Rooting out these violations and recouping the misused tax dollars involved will likely intensify as a result of the government’s continued COVID-19–related expenditures. Indeed, in March 2020, just days after Congress began pouring trillions of dollars into the economy, the Justice Department announced its dedication to fighting any COVID-19–related fraud, and said it was already prosecuting one such case of fraud. Given that billions of dollars in research grants have already been spent this year on Operation Warp Speed to accelerate the development, manufacturing, and distribution of COVID-19 therapeutics, not to mention other COVID-19–focused projects, it is very likely that the Department of Justice will continue to police these funds and recoup improperly used or fraudulently obtained government grants.
These types of cases are factually and legally complex and the decision to act (or not) in the face of illegal behavior can have tremendous impacts on a whistleblower’s career and life. The financial rewards available to whistleblowers is usually limited to the first person who reports the wrongdoing. This “first-to-file” rule means that those who decide to pursue a Qui Tam lawsuit should do so without delay.

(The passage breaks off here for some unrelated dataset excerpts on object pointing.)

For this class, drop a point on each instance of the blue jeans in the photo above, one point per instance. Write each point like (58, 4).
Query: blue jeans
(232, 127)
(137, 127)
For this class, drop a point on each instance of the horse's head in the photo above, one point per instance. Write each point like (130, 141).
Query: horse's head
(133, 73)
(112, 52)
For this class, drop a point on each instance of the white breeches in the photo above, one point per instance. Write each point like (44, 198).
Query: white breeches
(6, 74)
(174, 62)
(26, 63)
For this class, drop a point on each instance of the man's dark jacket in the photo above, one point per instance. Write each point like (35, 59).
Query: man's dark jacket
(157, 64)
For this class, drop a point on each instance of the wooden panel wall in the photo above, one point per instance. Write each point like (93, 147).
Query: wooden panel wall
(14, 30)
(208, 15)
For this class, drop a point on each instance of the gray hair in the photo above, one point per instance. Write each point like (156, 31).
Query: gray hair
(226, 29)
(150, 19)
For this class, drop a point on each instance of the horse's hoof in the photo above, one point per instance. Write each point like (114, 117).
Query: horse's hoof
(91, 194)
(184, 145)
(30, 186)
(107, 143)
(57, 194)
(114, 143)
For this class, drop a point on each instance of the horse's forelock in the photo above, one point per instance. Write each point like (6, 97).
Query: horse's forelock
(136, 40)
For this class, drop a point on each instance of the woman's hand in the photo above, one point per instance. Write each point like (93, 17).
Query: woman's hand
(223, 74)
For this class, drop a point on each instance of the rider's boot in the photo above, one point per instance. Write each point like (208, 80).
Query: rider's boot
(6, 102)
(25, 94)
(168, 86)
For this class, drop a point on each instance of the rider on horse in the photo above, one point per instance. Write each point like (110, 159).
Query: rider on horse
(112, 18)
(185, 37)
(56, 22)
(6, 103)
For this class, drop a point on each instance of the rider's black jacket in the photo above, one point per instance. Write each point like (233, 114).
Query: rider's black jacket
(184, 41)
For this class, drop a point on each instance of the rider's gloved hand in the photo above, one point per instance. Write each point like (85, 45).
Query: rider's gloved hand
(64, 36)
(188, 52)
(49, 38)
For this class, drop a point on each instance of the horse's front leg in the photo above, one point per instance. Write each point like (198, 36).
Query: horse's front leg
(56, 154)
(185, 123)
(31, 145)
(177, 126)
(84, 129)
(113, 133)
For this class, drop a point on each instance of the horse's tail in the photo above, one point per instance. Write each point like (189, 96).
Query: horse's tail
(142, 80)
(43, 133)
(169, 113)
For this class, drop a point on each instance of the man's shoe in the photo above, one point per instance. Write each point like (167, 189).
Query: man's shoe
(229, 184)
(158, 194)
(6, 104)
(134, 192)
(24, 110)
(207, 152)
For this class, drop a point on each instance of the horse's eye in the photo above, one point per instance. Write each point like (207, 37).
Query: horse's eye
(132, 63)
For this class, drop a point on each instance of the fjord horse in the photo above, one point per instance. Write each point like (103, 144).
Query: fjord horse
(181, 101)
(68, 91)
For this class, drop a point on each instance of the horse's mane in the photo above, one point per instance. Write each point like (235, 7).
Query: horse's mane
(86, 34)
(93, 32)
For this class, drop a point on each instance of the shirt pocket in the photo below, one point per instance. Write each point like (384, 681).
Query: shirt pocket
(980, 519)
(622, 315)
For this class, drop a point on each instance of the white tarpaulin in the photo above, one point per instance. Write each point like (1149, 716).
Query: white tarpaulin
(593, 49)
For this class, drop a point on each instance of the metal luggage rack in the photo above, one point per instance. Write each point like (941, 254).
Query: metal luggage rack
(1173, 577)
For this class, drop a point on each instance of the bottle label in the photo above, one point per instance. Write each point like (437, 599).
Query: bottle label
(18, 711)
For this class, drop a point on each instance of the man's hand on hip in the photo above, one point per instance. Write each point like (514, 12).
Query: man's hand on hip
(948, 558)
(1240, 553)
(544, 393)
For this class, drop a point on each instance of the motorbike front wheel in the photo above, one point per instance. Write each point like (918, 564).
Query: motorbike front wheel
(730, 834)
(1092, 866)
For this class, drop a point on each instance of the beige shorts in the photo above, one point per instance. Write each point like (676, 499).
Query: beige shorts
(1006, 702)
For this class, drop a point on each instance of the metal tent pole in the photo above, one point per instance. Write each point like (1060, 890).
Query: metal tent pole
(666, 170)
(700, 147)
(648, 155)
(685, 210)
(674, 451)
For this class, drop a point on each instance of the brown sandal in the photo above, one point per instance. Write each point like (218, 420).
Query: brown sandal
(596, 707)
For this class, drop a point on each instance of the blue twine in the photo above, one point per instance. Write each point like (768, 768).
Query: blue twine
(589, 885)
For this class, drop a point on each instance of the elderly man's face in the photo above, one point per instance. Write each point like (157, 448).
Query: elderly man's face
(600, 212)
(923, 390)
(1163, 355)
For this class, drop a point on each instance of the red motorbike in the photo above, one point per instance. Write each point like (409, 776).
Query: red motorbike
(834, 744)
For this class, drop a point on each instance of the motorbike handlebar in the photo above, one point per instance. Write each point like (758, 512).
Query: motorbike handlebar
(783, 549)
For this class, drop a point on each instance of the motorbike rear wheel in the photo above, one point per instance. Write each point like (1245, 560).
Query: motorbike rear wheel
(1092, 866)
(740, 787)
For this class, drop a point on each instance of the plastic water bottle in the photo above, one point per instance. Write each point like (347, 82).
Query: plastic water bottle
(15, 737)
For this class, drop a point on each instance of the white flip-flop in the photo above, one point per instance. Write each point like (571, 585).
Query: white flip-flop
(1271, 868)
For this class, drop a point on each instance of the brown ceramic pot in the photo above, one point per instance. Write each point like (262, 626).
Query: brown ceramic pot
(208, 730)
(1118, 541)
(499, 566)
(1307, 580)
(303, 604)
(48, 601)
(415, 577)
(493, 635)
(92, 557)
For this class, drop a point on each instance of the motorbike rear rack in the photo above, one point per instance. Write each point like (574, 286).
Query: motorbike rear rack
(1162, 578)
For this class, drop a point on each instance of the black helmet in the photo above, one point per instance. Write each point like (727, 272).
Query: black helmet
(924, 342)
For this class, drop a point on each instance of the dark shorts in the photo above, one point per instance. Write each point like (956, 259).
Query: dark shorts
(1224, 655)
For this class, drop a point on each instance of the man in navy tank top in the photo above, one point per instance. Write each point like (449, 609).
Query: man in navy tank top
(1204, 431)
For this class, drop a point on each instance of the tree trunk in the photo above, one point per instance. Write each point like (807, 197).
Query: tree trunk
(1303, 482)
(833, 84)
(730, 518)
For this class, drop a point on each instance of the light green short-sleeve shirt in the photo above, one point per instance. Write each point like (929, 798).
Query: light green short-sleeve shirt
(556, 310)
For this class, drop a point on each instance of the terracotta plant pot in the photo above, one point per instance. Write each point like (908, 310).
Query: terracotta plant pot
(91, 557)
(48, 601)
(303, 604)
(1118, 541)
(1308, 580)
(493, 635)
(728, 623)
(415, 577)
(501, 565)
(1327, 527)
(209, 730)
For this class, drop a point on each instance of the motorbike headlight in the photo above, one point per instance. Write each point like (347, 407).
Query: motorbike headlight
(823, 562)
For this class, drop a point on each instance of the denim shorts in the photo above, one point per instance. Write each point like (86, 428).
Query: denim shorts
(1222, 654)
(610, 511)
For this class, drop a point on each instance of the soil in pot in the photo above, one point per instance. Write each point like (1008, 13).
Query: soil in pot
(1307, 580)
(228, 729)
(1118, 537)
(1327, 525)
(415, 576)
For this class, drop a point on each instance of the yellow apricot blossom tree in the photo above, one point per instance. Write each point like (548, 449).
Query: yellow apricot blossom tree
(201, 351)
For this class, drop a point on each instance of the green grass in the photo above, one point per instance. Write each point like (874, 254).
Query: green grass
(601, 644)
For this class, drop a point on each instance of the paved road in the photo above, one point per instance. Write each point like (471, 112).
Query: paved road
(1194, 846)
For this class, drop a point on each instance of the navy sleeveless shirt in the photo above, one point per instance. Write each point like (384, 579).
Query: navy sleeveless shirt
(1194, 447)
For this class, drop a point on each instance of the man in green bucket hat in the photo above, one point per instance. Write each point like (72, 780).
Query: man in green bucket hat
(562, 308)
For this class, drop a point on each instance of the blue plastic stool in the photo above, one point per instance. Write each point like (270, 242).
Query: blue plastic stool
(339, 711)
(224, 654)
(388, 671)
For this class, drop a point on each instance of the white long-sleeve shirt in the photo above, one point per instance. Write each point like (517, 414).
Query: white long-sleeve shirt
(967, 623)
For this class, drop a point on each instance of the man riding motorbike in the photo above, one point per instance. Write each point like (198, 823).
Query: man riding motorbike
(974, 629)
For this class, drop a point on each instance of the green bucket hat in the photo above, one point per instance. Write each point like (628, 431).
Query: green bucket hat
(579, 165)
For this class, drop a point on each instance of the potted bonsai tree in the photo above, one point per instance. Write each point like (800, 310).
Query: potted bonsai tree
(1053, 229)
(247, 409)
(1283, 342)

Given the weight and complexity of these decisions, it’s prudent to consult an attorney about choosing the best course of action. Prospective whistleblowers can rely on their institution’s internal reporting systems (or ombudsman), but without consulting with an attorney familiar with the FCA, the protections and financial awards available under the FCA may be lost.
This is also a highly specialized area of law, so it’s best to find an attorney with a high degree of familiarity and experience—someone who has worked with whistleblowers before and knows how to navigate the system of government agencies and lawyers that are involved in FCA litigation. Many suitable attorneys take these cases on a contingency basis, which means clients don’t pay any fees unless they are successful.
With the need for science-based solutions greater than ever, even while science itself is undermined for political gain and subject to politically motivated attacks, the credibility and integrity of scientific research warrants special protection. Whistleblowers are on the front line of this defense and the FCA is their most powerful weapon.
Joseph Gentile is an attorney in New York. He has represented whistleblowers in several cases. The views, thoughts, and opinions expressed in this article do not constitute legal advice.